Each time he was forced to leave the book and return to hospital, he would write himself a letter to remind him of the stage he'd reached. "My writing was so bad I could hardly work it out, but I got there in the end," said Holroyd, who is about to send the draft of his next biography, Illegitimate Daughters, looking at the lives of a clutch of very little-known women, to his publisher Chatto. Joining Peter Ackroyd, Claire Tomalin, Antonia Fraser and Vita's cousin Edward Sackville-West on the list of James Tait Black winners was, he said, a "very pleasant feeling". "It's something different for me, as I'm usually not a prize-winning author but a prize-giving author. I've judged so many prizes so to be in this role is very nice," he said.

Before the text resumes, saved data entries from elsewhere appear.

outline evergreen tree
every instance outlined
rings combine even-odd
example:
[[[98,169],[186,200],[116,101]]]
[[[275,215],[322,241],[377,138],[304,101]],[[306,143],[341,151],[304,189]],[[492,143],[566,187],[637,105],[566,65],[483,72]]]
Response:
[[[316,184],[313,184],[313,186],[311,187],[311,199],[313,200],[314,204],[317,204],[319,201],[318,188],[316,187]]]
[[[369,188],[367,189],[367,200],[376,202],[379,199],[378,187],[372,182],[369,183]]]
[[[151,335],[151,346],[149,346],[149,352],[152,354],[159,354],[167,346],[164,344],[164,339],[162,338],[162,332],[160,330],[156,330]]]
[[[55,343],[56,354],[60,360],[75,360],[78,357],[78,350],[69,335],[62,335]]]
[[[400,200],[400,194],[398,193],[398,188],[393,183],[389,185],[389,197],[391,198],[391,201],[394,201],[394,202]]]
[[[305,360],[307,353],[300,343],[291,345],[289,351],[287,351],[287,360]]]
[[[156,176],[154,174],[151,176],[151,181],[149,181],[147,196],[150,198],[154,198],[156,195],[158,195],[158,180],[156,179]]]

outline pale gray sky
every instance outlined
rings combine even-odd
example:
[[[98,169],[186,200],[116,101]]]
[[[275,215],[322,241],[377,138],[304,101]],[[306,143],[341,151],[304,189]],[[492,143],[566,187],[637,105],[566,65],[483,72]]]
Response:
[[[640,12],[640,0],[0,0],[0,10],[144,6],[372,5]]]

The shortlists for the award, which celebrates its 90th anniversary this year, are compiled by academics and students at the University of Edinburgh. Professor Laura Marcus, who judged the biography prize, said that Holroyd's winning book was a "worthy addition" to the James Tait Black's roster of former winners, which includes DH Lawrence, EM Forster and Graham Greene. "He achieved something which is very difficult to do, bringing alive Terry and Irving," she said.

Sebastian Barry, who won the Costa prize for his story of an aged mental patient and her psychiatrist, The Secret Scripture, took the novel prize at this evening's Edinburgh international book festival award ceremony. Barry saw off competition from authors including Nobel laureate Toni Morrison and Mohammed Hanif, whose debut A Case of Exploding Mangoes won the Commonwealth first book prize.

Barry said that winning the £10,000 award was "a signal moment of unalloyed joy". "Roseanne says in The Secret Scripture that we have to itemise our happiness – when you get a moment, be sure you embrace it. I'm definitely embracing this one," he said. "When you look at that list [of former winners], Arnold Bennett won it in 1923 – when I was first married 25 years ago one of the first things I read out in bed with my wife was Arnold Bennett. It has the feeling of being a classical prize, and it feels like there's a mystical telephone line back so maybe you could ring up Arnold and he'd tell you how happy he was then. And DH Lawrence won it, for God's sake."

Rosalind Belben won last year's fiction prize for Our Horses in Egypt, while Rosemary Hill won the biography award for her life of Augustus Pugin, God's Architect.